Logo a frente estará a Ponte Charles (Karluv most), um dos símbolos de Praga que liga as duas partes da cidade por sobre o rio Vltava. É uma obra gótica com 520m de extensão, feita toda de pedra. Teve sua construção iniciada em 1357 por ordem de Carlos 4º. Desde 1950, é proibido o tráfego de veículos sobre a ponte, que virou um calçadão movimentado. Há réplicas de 30 estátuas góticas e barrocas com imagens de santos católicos. Procure pela estátua do Santo Nepomuceno, padroeiro da cidade. Dizem que tocá-la e fazer um pedido traz sorte.

Do outro lado do rio, surge o imponente Castelo de Praga, sede do governo e residência do presidente desde 1918. A história da cidade começou no castelo, no século 9, quando o príncipe Borivoj aproveitou o lugar, no alto de uma colina, para construir uma fortaleza que dominasse a região e as embarcações que transitavam pelo rio Moldava.

O Castelo de Praga é praticamente uma cidade. Ir à capital checa e não conhecê-lo é como ir à Paris e não ver a Torre Eiffel. No seu interior destacam-se a Catedral de São Vito (principal construção gótica de Praga, iniciada em 1344 durante o reinado de Charles 4º), Antigo Palácio Real (residência dos reis da Boêmia entre os séculos 11 e 17), Torre Dalibor, Convento de São Jorge, Palácio Lobkowicz (acervo histórico do Museu Nacional) e Viela Dourada (rua do século 16). Não perca a cerimônia tradicional da troca da guarda.
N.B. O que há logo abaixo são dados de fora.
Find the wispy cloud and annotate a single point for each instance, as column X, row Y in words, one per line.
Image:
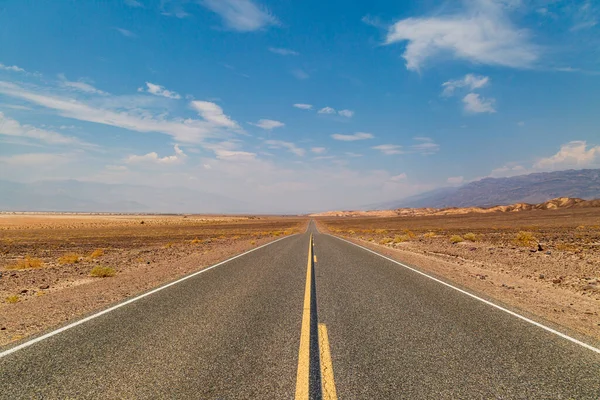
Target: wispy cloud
column 126, row 33
column 300, row 74
column 283, row 52
column 389, row 149
column 291, row 147
column 326, row 110
column 303, row 106
column 153, row 158
column 183, row 130
column 158, row 90
column 353, row 137
column 12, row 68
column 79, row 86
column 470, row 82
column 268, row 124
column 482, row 33
column 12, row 127
column 241, row 15
column 476, row 104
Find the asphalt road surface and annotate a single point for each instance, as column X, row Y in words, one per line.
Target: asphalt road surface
column 252, row 328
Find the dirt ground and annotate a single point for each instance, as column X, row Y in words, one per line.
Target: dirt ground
column 47, row 261
column 546, row 263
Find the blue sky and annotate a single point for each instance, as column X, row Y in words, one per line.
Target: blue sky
column 305, row 105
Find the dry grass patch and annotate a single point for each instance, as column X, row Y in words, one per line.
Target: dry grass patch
column 71, row 258
column 27, row 263
column 97, row 254
column 102, row 272
column 471, row 237
column 525, row 239
column 456, row 239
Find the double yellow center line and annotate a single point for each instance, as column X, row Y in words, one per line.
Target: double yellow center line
column 328, row 391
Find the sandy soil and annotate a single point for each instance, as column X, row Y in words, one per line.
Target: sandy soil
column 143, row 256
column 556, row 276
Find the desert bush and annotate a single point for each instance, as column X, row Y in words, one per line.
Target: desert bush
column 524, row 238
column 409, row 233
column 102, row 272
column 70, row 258
column 97, row 253
column 456, row 239
column 471, row 237
column 385, row 240
column 27, row 263
column 401, row 238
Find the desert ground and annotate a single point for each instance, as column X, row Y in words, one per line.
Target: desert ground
column 540, row 262
column 55, row 268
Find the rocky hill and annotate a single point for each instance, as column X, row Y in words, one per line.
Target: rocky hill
column 488, row 192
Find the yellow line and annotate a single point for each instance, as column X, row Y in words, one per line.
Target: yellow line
column 327, row 381
column 302, row 377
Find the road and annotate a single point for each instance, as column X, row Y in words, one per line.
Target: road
column 274, row 324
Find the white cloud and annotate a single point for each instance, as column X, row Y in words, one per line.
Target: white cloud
column 12, row 68
column 399, row 177
column 241, row 15
column 183, row 130
column 475, row 104
column 11, row 127
column 470, row 81
column 79, row 86
column 291, row 147
column 158, row 90
column 213, row 113
column 575, row 154
column 353, row 137
column 389, row 149
column 153, row 158
column 126, row 33
column 455, row 180
column 300, row 74
column 482, row 33
column 268, row 124
column 283, row 52
column 303, row 106
column 326, row 110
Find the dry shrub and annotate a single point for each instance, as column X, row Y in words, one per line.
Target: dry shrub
column 27, row 263
column 97, row 253
column 102, row 272
column 402, row 238
column 525, row 239
column 471, row 237
column 70, row 258
column 456, row 239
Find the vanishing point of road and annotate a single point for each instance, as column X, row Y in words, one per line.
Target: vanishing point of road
column 309, row 316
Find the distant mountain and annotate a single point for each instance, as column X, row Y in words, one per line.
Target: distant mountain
column 78, row 196
column 488, row 192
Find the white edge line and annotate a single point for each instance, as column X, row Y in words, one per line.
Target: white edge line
column 562, row 335
column 158, row 289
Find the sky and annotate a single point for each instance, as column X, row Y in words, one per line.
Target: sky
column 297, row 105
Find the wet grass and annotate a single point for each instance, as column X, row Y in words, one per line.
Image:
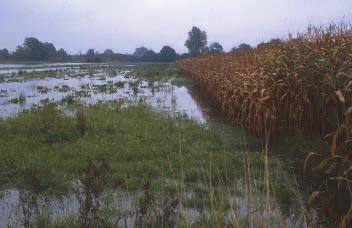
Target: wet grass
column 163, row 162
column 45, row 151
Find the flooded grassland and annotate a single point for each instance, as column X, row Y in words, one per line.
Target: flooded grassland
column 104, row 145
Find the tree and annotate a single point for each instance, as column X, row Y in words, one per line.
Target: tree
column 90, row 56
column 108, row 52
column 150, row 55
column 167, row 54
column 140, row 52
column 49, row 51
column 34, row 49
column 62, row 55
column 216, row 48
column 197, row 41
column 21, row 53
column 241, row 47
column 108, row 55
column 4, row 54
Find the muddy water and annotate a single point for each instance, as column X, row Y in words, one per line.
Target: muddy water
column 94, row 88
column 90, row 87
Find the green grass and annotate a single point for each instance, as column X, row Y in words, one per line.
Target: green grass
column 43, row 150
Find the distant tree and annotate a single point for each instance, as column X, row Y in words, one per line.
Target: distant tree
column 4, row 54
column 197, row 40
column 167, row 54
column 108, row 55
column 49, row 51
column 34, row 49
column 108, row 52
column 62, row 55
column 216, row 48
column 140, row 52
column 21, row 53
column 183, row 56
column 275, row 41
column 244, row 46
column 205, row 50
column 241, row 47
column 150, row 55
column 90, row 56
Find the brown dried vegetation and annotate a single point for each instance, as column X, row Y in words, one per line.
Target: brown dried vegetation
column 300, row 86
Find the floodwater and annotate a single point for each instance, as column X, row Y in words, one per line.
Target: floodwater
column 91, row 88
column 77, row 83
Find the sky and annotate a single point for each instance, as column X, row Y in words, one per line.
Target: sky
column 123, row 25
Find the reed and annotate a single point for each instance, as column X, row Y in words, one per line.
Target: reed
column 300, row 86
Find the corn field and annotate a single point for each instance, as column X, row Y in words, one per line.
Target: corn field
column 299, row 86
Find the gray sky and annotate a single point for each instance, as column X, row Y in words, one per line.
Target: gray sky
column 123, row 25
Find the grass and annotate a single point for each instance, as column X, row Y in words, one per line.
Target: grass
column 297, row 87
column 45, row 152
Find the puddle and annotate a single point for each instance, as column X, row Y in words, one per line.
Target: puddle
column 91, row 88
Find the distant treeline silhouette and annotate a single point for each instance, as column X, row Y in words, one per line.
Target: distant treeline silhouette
column 35, row 50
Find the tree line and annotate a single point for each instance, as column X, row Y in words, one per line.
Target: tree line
column 197, row 44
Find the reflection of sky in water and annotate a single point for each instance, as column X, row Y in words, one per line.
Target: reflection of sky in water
column 164, row 97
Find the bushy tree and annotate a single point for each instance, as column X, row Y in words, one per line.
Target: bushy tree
column 62, row 55
column 90, row 56
column 150, row 55
column 34, row 50
column 167, row 54
column 196, row 42
column 140, row 52
column 241, row 47
column 108, row 52
column 216, row 48
column 4, row 54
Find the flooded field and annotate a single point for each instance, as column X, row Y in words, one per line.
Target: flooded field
column 127, row 146
column 89, row 85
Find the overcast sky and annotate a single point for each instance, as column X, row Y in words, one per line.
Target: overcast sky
column 123, row 25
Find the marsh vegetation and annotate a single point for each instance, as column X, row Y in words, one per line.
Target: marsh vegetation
column 112, row 145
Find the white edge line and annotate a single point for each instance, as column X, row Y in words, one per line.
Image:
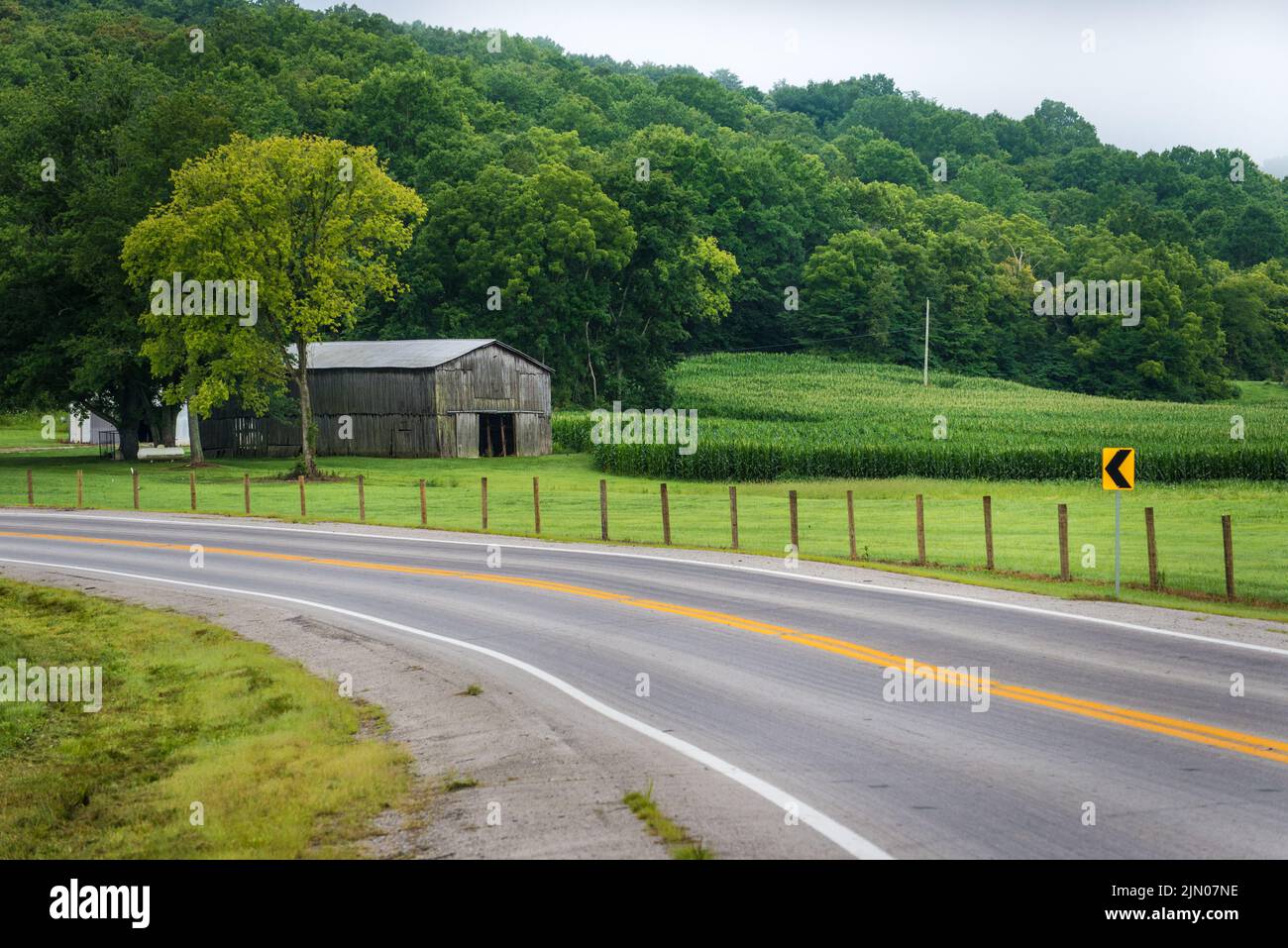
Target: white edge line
column 842, row 836
column 831, row 581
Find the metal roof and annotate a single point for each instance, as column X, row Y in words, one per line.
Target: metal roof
column 399, row 353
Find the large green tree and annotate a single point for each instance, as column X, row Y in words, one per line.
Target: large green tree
column 312, row 224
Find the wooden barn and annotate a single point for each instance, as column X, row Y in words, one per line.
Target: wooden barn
column 404, row 398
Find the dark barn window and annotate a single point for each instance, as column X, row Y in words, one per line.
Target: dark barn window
column 496, row 434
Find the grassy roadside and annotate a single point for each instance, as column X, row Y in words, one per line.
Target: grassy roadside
column 674, row 836
column 191, row 714
column 1188, row 517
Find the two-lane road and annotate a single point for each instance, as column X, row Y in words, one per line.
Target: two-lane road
column 781, row 678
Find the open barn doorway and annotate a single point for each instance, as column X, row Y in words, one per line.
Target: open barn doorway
column 496, row 434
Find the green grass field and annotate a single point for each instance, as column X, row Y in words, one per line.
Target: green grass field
column 281, row 766
column 777, row 416
column 1024, row 514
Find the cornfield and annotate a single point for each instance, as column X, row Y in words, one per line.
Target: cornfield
column 767, row 417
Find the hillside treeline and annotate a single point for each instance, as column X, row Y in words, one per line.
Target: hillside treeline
column 609, row 218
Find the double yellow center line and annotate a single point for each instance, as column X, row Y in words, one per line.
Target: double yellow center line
column 1253, row 745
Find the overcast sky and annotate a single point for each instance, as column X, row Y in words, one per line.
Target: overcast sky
column 1163, row 72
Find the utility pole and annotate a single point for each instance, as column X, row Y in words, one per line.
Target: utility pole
column 925, row 361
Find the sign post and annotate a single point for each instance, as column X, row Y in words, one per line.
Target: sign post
column 1119, row 474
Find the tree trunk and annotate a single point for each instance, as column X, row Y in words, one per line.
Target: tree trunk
column 307, row 462
column 168, row 419
column 133, row 402
column 128, row 434
column 197, row 455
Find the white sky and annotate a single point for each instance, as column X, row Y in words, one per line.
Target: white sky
column 1164, row 72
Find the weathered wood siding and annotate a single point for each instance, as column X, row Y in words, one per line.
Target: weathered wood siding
column 399, row 412
column 492, row 378
column 390, row 411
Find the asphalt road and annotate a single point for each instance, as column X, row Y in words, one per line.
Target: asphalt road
column 778, row 681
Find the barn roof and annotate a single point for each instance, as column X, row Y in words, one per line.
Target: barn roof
column 399, row 353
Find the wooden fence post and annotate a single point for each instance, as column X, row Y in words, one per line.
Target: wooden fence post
column 536, row 505
column 603, row 510
column 849, row 510
column 921, row 532
column 1063, row 514
column 988, row 530
column 666, row 518
column 1150, row 548
column 791, row 504
column 1228, row 536
column 733, row 514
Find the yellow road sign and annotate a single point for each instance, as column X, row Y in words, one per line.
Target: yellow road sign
column 1119, row 469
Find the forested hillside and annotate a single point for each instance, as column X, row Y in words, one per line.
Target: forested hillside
column 627, row 214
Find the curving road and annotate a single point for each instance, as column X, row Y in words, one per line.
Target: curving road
column 776, row 679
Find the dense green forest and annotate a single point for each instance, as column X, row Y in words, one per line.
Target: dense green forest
column 625, row 214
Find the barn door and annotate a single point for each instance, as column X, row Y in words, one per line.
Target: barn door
column 467, row 434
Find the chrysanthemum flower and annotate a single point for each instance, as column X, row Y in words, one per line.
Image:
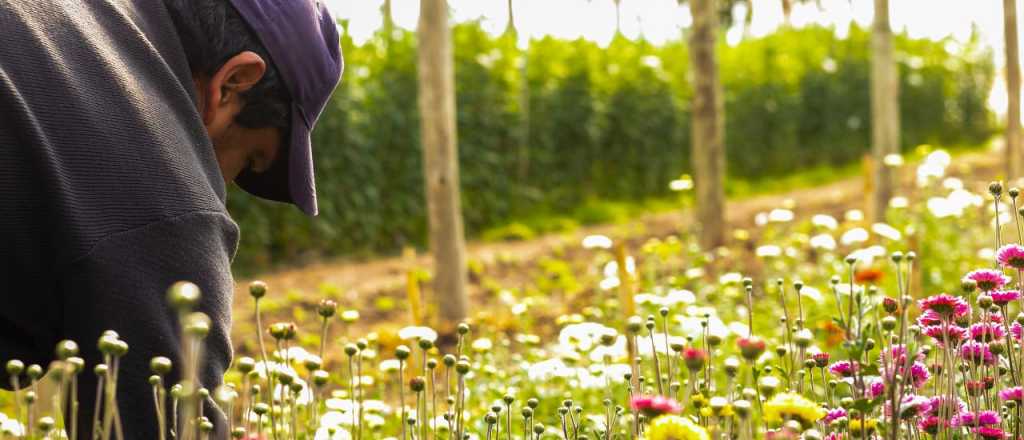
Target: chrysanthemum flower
column 931, row 425
column 946, row 306
column 833, row 414
column 1011, row 256
column 820, row 359
column 793, row 406
column 977, row 353
column 1014, row 393
column 943, row 405
column 983, row 332
column 1001, row 298
column 675, row 428
column 929, row 318
column 652, row 406
column 989, row 433
column 987, row 279
column 843, row 368
column 751, row 348
column 941, row 333
column 694, row 358
column 858, row 430
column 981, row 419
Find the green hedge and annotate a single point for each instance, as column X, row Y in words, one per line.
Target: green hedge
column 608, row 124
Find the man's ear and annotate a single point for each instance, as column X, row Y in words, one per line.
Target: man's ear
column 239, row 74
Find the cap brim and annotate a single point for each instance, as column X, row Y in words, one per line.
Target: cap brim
column 290, row 179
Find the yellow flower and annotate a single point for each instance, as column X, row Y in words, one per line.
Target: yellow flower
column 870, row 424
column 675, row 428
column 793, row 406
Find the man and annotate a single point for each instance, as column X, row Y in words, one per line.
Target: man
column 121, row 124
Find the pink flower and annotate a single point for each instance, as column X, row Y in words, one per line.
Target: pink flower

Uma atenção especial também deve ser dada à casa de número 22 do castelo. Durante alguns meses, em 1916, ela serviu de moradia e de fonte de inspiração para o lendário escritor Franz Kafka, autor de Processo e A Metamorfose.

Outros lugares especiais são as ruas Mostecká e Nerudova, Palácio Wallenstein, Casa e Igreja de São Tomás, Igreja de São Nicolau (Kostel Sv. Mikuláse), Praça de Malá Strana (Malostranské Namésti) e Jardim Ledebour (Ledeburská Zahrada).

Durante a noite, a cidade tem um clima sombrio com pouca luz nas ruas. Apenas os edifícios e as estátuas ficam iluminados. É uma grande oportunidade de sentir em uma atmosfera kafkaniana estando na terra natal de Kafka, que nasceu e viveu em Praga por quase todos os seus 41 anos.

O clima umbroso também é notado no bairro judaico de Josefov, com suas sinagogas e museus que homenageiam a memória das vítimas do Holocausto. Os vestígios do antigo gueto causam perplexidade. O bairro tem como atrações históricas seu cemitério (Starý Zidovský Hrbitov, fundado em 1478, com 12 mil lápides e sepulturas de até 12 camadas), o Convento de Sta. Inês (Kláster Sv. Anezky, fundado em 1234) e a Sinagoga Staronová (construída em 1270, a mais antiga sinagoga da Europa).

Amada por Mozart, Praga é berço de compositores como Antonín Dvorák (1841-1904) e Bedrich Smetana (1824-1884). A capital acolhe mais de 10 salas de concertos, 15 igrejas onde acontecem apresentações de música erudita, 7 casas de shows e, no verão, 6 grandes jardins viram palco de concertos ao ar livre. Se não bastasse, ousam igualá-la à capital da França. Muitos a chamam de "Paris do Leste". A verdade é que Praga, como dizia Kafka, "não deixa a gente ir embora, a velha tem garras."